06.26b More on Sunstein and the Naturalness of Property Rights. At Catallarchy, Michael Yuri writes, re my Sunstein reply of June 23:

Timothy Sandefur has a criticism along similar lines at http://sandefur.typepad.com/freespace/2004/06/sunsteins_nonse.html

In it he points to Tom Palmer’s critique of one of Sunstein’s books at http://www.tomgpalmer.com/papers/costofrights.pdf

These are both worth reading.
I suppose so, though refutations of false ideas can get pretty incoherent themselves. Timothy Sandefur makes an argument similar to mine, but at greater length, and with reference to Professor Tribe and to Professor Sunstein's academic writing:

In Democracy And The Problem of Free Speech (1993) (an interesting title--I never thought free speech was a problem), Sunstein writes that the

major problem with the pre-New Deal framework was that it treated the existing distribution of resources and opportunities as prepolitical and presocial...when in fact it was not.... [The] private or voluntary private sphere...was actually itself a creation of law and hardly purely voluntary. When the law of trespass enabled an employer to exclude an employee from ‘his’ property unless the employee met certain conditions, the law was crucially involved. Without the law of trespass, and accompanying legal rules of contract and tort, the relationship between employers and employees would not be what it now is; indeed, it would be extremely difficult to figure out what that relationship might be, if it would exist in recognizable form at all.
Id. at 30. But in fact, it’s not difficult at all; many societies in the twentieth century have abandoned such laws, and the consequences have been thoroughly documented.
Palmer wrote a review of the 1995 Holmes and Sunstein book. A fundamental problem is that "rights" may be an incoherent concept that inevitably trips up people who try to write about them. Here, the confusion seems to arise, as in Sunstein's Volokh Conspiracy post, over whether we are talking about what is right morally or what rights the law gives to somebody, and the problem that writers shift between the two without flagging the switch. For instance, Mr. Palmer says idea from the book, which I find interesting is,
The right not to be killed is thereby converted into the right to police protection, which entails the expenditure of resources and therefore choices among alternative uses of those resources. Thus, the allegedly ``negative’’ right not to be killed is indistinguishable from the ``positive’’ right to the expenditure of resources to hire or conscript police.
I like that, even though it is misleading. The negative right actually does not have to be enforced by expenditure. Rather, it could be a right to private revenge-- on the murderer's body or property-- without police punishment. Or, it could be an enenforced right-- that is not a contradiction at all, even for a purely positivist view of law-- it is like an unfunded government program, authorized but not implemented.

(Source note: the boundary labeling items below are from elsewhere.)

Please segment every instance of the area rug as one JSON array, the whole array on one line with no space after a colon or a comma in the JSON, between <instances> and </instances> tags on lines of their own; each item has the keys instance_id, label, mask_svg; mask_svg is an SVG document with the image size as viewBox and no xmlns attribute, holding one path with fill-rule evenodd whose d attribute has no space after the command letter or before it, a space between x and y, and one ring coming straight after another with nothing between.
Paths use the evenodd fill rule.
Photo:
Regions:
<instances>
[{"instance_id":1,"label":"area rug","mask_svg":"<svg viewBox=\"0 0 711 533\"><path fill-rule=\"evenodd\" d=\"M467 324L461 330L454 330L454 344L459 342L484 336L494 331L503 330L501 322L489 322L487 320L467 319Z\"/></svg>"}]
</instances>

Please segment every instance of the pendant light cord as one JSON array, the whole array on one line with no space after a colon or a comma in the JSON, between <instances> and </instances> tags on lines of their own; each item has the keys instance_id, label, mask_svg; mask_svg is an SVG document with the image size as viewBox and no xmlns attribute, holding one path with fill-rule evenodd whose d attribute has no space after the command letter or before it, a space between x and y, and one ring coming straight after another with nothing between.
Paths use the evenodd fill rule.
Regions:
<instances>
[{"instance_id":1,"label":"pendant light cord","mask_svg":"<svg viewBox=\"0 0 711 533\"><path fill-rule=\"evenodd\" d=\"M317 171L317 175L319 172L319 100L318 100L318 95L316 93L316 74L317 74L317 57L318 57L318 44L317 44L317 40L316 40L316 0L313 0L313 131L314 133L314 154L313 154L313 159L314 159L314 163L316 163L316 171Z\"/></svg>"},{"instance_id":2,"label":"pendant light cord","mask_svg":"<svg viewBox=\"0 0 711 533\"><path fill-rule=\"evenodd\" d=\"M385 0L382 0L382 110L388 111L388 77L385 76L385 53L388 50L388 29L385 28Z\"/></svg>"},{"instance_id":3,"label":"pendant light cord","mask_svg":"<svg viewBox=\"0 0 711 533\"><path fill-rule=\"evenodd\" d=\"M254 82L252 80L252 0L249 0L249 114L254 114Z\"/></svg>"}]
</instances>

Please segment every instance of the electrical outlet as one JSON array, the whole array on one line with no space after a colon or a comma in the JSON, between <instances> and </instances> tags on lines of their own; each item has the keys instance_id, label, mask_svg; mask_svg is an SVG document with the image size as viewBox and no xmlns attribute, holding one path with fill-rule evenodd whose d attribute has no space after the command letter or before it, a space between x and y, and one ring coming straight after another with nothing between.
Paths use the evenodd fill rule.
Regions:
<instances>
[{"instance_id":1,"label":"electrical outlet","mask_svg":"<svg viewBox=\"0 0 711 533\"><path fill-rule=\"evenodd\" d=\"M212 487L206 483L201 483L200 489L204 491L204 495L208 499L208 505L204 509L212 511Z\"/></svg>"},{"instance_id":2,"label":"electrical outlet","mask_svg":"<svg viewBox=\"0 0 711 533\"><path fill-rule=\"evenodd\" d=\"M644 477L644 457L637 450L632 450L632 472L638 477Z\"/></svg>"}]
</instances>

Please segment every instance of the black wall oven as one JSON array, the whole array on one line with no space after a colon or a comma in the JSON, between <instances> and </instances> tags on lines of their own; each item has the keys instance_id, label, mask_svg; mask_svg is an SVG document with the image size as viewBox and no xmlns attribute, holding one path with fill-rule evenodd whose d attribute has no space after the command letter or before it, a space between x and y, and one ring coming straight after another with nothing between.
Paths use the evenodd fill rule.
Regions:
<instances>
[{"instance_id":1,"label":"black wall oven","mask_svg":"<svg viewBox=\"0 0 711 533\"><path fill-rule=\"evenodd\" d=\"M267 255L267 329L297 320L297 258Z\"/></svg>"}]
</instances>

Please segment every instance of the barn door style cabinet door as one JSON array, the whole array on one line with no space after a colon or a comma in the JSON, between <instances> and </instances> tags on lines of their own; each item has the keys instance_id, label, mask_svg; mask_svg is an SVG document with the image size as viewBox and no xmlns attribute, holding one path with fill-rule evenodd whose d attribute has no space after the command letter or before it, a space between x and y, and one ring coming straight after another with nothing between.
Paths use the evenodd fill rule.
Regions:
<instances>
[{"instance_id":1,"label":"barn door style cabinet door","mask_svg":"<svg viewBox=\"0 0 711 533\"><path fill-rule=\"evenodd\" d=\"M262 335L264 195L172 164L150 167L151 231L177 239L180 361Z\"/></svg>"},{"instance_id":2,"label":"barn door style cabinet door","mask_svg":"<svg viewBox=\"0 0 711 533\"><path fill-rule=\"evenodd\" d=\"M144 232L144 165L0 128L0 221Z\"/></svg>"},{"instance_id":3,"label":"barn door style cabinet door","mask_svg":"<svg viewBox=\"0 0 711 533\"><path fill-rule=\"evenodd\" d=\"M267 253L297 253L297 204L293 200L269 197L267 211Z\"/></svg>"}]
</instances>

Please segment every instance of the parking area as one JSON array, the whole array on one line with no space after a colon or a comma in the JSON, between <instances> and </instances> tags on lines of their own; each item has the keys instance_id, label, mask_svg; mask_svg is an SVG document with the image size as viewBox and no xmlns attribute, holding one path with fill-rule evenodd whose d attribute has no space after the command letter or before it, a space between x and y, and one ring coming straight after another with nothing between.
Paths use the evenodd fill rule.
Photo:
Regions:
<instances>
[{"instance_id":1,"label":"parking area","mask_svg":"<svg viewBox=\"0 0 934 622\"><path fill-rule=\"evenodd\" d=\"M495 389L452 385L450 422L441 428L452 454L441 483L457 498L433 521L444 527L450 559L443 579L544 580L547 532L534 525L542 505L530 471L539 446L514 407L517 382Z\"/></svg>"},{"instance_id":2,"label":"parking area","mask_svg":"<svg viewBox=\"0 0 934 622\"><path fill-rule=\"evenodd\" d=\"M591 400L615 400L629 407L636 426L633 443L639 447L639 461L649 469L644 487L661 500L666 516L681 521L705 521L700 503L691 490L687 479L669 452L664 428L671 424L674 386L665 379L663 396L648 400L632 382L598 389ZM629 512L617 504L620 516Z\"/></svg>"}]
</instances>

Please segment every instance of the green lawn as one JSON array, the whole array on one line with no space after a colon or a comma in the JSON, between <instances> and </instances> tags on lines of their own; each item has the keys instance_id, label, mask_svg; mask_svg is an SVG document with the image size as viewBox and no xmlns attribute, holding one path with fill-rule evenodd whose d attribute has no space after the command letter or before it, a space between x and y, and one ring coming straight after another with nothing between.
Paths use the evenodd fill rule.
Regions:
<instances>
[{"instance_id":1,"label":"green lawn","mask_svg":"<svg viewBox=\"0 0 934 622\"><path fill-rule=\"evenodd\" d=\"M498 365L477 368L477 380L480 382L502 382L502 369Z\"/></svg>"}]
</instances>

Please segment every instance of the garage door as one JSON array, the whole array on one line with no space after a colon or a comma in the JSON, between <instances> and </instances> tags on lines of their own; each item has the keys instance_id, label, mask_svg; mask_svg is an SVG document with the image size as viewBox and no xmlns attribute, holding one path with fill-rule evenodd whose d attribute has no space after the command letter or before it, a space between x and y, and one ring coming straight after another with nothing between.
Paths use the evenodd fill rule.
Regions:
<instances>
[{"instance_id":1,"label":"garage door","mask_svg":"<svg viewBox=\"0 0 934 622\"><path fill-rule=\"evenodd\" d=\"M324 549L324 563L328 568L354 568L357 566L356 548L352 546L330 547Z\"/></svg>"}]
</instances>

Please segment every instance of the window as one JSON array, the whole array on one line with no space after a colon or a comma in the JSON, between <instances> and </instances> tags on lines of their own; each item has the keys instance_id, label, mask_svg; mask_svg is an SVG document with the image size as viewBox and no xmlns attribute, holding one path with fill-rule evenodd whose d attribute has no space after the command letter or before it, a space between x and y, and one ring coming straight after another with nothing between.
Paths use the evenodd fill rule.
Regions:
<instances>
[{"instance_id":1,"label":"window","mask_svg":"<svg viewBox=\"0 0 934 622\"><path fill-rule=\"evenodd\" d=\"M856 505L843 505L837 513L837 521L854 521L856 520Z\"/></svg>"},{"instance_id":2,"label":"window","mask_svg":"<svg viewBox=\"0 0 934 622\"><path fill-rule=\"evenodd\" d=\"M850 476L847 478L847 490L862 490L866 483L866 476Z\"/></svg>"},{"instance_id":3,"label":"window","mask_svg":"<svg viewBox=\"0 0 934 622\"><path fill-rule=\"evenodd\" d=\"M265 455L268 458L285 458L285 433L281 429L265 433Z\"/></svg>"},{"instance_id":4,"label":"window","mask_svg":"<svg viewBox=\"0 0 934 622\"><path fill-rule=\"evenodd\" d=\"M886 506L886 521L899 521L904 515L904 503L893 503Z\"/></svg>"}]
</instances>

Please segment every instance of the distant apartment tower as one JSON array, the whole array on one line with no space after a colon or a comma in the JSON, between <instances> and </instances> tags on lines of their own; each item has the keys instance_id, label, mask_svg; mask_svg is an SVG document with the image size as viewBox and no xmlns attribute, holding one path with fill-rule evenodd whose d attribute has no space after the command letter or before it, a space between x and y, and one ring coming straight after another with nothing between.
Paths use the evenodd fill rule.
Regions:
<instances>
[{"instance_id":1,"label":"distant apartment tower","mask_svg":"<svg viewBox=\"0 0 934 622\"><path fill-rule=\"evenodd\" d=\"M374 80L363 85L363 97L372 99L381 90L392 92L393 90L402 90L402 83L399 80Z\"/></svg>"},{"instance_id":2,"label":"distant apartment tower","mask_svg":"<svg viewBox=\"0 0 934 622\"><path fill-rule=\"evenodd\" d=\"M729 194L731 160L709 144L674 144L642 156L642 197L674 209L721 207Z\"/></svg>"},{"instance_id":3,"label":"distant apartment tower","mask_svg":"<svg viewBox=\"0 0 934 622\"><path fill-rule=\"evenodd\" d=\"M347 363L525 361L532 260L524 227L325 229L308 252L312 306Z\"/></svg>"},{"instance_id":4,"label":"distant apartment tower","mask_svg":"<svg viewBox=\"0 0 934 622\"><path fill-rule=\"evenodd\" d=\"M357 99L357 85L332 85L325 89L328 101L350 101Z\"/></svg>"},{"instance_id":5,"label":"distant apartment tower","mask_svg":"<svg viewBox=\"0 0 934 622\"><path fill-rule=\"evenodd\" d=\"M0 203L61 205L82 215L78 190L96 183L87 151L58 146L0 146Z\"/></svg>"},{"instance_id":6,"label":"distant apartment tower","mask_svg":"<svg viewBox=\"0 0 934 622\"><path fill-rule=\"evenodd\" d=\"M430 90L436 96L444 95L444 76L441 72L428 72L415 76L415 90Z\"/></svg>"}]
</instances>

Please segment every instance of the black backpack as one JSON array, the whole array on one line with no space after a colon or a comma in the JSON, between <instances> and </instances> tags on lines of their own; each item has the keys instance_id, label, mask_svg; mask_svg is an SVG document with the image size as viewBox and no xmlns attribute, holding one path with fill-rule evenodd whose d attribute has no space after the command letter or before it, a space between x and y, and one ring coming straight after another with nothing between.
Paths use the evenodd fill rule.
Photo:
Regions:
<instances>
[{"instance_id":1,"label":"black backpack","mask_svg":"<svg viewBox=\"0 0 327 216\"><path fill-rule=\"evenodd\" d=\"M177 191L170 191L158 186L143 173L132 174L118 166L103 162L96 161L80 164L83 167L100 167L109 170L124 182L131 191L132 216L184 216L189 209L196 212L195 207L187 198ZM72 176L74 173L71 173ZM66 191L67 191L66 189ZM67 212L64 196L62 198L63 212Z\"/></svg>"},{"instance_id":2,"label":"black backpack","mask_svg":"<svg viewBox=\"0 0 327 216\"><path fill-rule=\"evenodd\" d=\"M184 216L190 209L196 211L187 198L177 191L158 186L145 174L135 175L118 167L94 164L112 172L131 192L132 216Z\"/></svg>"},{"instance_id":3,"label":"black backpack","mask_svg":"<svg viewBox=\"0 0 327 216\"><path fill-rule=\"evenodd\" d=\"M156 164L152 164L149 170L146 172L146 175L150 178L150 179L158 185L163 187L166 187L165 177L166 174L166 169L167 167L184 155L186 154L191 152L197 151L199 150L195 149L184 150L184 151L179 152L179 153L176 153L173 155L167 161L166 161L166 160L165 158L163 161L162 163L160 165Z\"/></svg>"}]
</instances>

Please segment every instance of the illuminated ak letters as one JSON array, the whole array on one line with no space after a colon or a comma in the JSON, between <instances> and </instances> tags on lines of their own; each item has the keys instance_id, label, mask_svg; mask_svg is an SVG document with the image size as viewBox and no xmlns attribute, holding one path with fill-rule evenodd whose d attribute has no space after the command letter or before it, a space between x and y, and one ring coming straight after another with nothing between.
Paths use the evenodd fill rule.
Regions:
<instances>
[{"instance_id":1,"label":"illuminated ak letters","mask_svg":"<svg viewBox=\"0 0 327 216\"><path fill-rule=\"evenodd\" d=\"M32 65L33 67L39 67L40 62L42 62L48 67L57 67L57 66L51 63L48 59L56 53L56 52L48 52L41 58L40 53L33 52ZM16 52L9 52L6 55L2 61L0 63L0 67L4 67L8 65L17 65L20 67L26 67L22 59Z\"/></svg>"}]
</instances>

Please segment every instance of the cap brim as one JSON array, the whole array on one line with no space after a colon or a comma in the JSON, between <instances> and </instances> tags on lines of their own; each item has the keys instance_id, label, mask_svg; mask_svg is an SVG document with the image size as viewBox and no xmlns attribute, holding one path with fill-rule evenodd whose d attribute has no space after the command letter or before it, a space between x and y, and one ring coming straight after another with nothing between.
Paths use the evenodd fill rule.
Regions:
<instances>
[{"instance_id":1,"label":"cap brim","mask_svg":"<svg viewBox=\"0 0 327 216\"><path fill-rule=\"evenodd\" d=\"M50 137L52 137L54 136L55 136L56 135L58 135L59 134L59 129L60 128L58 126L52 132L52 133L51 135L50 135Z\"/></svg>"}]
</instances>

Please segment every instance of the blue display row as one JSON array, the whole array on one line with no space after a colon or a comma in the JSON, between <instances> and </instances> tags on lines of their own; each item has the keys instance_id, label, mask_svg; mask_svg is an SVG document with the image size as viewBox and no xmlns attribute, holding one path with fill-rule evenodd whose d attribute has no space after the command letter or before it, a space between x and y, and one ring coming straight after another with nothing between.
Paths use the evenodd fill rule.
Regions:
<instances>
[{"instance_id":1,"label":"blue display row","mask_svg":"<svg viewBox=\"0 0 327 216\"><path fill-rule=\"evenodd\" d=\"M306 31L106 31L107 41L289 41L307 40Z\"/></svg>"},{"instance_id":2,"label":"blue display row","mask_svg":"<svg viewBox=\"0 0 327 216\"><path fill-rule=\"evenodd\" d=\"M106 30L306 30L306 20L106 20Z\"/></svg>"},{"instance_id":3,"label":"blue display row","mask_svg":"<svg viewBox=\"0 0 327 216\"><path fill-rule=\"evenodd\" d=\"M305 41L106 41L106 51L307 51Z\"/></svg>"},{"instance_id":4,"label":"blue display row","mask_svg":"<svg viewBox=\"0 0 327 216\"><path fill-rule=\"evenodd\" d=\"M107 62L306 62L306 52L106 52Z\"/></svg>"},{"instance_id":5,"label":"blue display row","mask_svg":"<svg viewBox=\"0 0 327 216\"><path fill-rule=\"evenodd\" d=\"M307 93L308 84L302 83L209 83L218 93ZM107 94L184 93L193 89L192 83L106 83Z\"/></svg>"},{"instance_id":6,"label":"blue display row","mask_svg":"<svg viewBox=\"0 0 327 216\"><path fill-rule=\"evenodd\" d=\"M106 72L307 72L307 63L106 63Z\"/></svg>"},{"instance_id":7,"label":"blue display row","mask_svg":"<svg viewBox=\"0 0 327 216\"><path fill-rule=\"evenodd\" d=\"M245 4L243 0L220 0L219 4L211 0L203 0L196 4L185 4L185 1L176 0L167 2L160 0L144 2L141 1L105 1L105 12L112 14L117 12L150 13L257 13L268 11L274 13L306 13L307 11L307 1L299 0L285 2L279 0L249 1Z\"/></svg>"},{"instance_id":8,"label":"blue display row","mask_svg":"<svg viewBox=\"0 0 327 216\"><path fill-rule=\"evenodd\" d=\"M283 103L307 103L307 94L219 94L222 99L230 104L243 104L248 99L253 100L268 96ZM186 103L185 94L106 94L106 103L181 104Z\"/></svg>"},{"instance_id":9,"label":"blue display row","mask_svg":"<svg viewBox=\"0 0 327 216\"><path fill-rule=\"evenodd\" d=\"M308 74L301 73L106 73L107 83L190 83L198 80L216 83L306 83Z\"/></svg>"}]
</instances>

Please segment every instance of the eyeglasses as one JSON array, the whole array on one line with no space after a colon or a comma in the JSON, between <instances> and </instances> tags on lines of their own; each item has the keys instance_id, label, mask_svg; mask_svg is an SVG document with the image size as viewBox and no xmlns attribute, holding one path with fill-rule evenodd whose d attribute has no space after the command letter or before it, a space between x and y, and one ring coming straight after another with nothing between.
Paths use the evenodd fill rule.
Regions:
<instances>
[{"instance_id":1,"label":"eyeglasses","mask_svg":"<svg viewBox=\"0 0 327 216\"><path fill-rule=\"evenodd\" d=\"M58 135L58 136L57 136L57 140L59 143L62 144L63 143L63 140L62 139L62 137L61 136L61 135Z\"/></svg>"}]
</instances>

Palmer includes a rather disturbing quote from the book which relates a Matt Yglesias weblog post that I won't have time to discuss till later:

It should not go unremarked that The Cost of Rights is extraordinarily polemical, unscholarly, and nasty in its criticisms of those with differing views. For example, immediately after gallantly conceding that ‘‘Many critics of the regulatory-welfare state are in perfectly good faith’’ (p. 216) they turn around to tar all critics of the welfare state with the charge of racism: ‘‘But their claim that ‘positive rights’ are somehow un-American and should be replaced by a policy of nonintervention is so implausible on its face that we may well wonder why it persists. What explains the survival of such a grievously inadequate way of thinking? There are many possible answers, but inherited biases--including racial prejudice, conscious and unconscious-- probably play a role. Indeed, the claim that the only real liberties are the rights of property and contract can sometimes verge on a form of white separatism: prison-building should supplant Head Start. Withdrawal into gated communities should replace a politics of inclusion’’ (p. 216). The charge is not only unsubstantiated, it is beneath contempt.